As a political anthropologist, I have a keen interest in “the political” in its diverse manifestations and scales: the everyday politics of survival and life on the margins; the activist politics of social movements, NGOs, and radical groups; the politics of the state and citizenship; the politics of global governance and aid by international organizations like the World Bank; and finally, the politics of knowledge production. My regional specialization is South Asia and I have conducted fieldwork in India. From women’s development programs intended to transform gender relations to transparency and anticorruption laws that aim to reform the state, I study the social life and effects of initiatives that seek to “empower” citizens and establish good governance. These laws, projects, and policies function as spaces of encounter, bringing together social movement activists, NGOs, ordinary citizens, and state officials in complex negotiations with each other; these are the key actors in my work.

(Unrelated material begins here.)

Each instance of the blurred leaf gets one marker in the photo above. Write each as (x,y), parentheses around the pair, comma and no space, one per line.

My forthcoming book, A Technomoral Politics: Good Governance, Transparency, and Corruption in India, published by the University of Minnesota Press, offers an ethnographic meditation on good governance politics in India today, arguing that it is a technomoral, translocal assemblage: that is, it is a complex and shifting blend of charged ethical vernaculars about “goodness” and technical expertise about laws and policies, on the one hand, and local imperatives and global standards of neo/liberal governance, on the other. In order to shed light on this assemblage, the book follow the twists and turns of a group of activists led by Arvind Kejriwal from 2008 to 2014 as they morphed from a small pro-transparency NGO to a mass movement against corruption to a populist party that promised to change the political system through laws and reforms and came to power in Delhi. This shapeshifting, kaleidoscopic politics of good governance, at once judicialized and populist, brims with paradoxes and risks. I analyze this politics for what it reveals about statehood and bureaucracy, citizenship and rights, the social life of laws and liberal activism, and populist authoritarianism in democratic contexts. My previous book, Logics of Empowerment: Development, Gender and Governance in Neoliberal India, also published by the University of Minnesota Press, focused on the paradoxical outcomes of a rural women’s empowerment program started as a partnership between feminist groups and the Indian government. I have co-edited, with Akhil Gupta, The Anthropology of the State: A Reader.
My work has appeared in several peer-reviewed journals, including the American Ethnologist, Cultural Anthropology, Current Anthropology, South Asia: Journal of South Asian Studies, Citizenship Studies, Political and Legal Anthropology Review, and Anthropology Now. In a 2018 article in Current Anthropology, titled “New Brooms and Old,” I discuss corruption as a “limit” problem, full of grey areas, and the difficulties of resolving it through the law. In a 2016 collaborative article, with Erica Bornstein, published in the American Ethnologist, I describe the “technomoral politics” of NGO, movement, and state actors on the issue of corruption, as they struggle to claim moral authority and political legitimacy as the keepers of public interest and democratic values. In a 2014 article on anticorruption politics in India published in South Asia: Journal of South Asian Studies, I examine the use of “brand Gandhi” by various political and civil society actors, as they fought over an anticorruption law, juxtaposing these contemporary debates about Gandhianism against a history of Gandhi’s activism. My 2013 article in the Political and Legal Anthropology Review, uses the social life of India’s 2005 Right to Information law to illuminate the politics and paradoxes of state transparency, showing how citizens attempt to make the state accountable and how government officials subvert transparency through common bureaucratic means. I published two journal articles on my research on state-led women’s empowerment projects: The first, published in Cultural Anthropology in 2006, parsed the governmental workings and contradictory outcomes of government-organized NGOs (or GONGOs) and the second, which appeared in Citizenship Studies in 2011, examined rural subaltern rights-claims and citizenship talk in India. My public anthropology-oriented writings have appeared in Anthropology Now, where I engage the politics of fieldwork and “native” anthropology, and on the popular Indian political blogsite “Kafila – 12 Years of a Common Journey,” where I shed light on the gendered nature of mainstream debates about India’s democratic transformation that do not question the patriarchal nature of state institutions and of citizenship.
I earned my doctorate and masters from Stanford University in Cultural and Social Anthropology. I also have a master’s degree in International Affairs from Columbia University and an undergraduate degree from The New School for Social Research with specializations in Economics, Politics and Feminist Studies. I have native fluency in Hindi, spoken fluency and basic reading skills in Punjabi and Urdu, a working knowledge of Russian (speaking, reading and writing), and basic knowledge of Spanish.
I have served as secretary of the Association for Political and Legal Anthropology.